My husband watched my unraveling with concerned curiosity. I didn’t speak to him about my longing for Collin. He knew I was struggling, but we exchanged few words about it. He was kind enough to give me the space to create my masterpiece in silence.
Besides, there weren’t really words that made sense to explain how it felt to lose someone you never had.
My small act of creation did not diminish the grief I felt from ending my affair. But it channeled my energy into something concrete. I had built this house from nothing, and every addition felt like it was something uniquely mine.
Grief can feel emptying. It hollows us out and leaves vacant space. Creating something new that was beautiful and rich with detail felt like the only way to spend this time.
Many before me have crafted poetry or song in times of pain. My art was a miniature house made mostly of birch plywood and scraps of felt.
Two years later, my miniature house no longer lives out in the open on our kitchen counter.

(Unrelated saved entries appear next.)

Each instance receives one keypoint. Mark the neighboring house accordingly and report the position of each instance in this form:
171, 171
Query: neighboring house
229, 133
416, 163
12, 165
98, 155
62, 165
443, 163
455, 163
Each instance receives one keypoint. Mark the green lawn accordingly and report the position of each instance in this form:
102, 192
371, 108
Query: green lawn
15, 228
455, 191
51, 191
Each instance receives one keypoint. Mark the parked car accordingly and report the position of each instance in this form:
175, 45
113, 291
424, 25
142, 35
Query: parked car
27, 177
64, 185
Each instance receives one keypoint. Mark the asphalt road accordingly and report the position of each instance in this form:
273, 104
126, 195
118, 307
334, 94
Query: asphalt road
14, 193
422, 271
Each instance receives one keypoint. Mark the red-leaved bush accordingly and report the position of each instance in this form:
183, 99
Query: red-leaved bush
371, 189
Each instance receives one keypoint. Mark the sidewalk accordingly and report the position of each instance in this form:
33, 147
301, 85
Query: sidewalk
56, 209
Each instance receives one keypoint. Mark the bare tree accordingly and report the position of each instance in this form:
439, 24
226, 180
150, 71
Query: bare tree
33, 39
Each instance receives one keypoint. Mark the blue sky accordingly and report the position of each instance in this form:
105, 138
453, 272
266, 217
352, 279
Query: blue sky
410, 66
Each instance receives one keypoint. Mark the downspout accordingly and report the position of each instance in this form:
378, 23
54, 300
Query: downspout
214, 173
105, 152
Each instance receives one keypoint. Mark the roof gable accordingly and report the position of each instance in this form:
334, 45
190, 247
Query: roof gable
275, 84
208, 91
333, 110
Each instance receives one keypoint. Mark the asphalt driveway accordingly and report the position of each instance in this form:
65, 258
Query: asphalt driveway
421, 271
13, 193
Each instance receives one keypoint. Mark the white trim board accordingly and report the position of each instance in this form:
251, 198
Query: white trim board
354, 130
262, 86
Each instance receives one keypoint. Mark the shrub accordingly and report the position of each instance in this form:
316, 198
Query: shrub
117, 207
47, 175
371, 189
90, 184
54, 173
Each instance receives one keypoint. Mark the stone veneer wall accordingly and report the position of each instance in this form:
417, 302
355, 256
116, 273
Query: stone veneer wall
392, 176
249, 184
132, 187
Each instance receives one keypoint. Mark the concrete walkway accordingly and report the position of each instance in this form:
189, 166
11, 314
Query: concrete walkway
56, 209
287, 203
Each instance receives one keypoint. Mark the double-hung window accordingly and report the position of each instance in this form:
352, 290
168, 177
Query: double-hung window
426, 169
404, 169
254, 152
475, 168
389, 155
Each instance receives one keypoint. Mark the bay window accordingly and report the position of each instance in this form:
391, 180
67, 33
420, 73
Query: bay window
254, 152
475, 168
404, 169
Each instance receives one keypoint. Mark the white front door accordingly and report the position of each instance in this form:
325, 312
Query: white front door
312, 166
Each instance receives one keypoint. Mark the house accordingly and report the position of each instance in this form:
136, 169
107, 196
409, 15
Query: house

It’s tucked away in the basement atop a bookshelf, the tiny bed unmade and one piece of the ceiling propped against the loft bedroom.
Every once in a while one of my children asks me to take it down so they can see it. They are old enough now to play with the delicate pieces of fruit molded out of clay, or to align the wooden books on the floating shelves.
And today, I no longer feel pain when I look at these details. They feel like they belong here.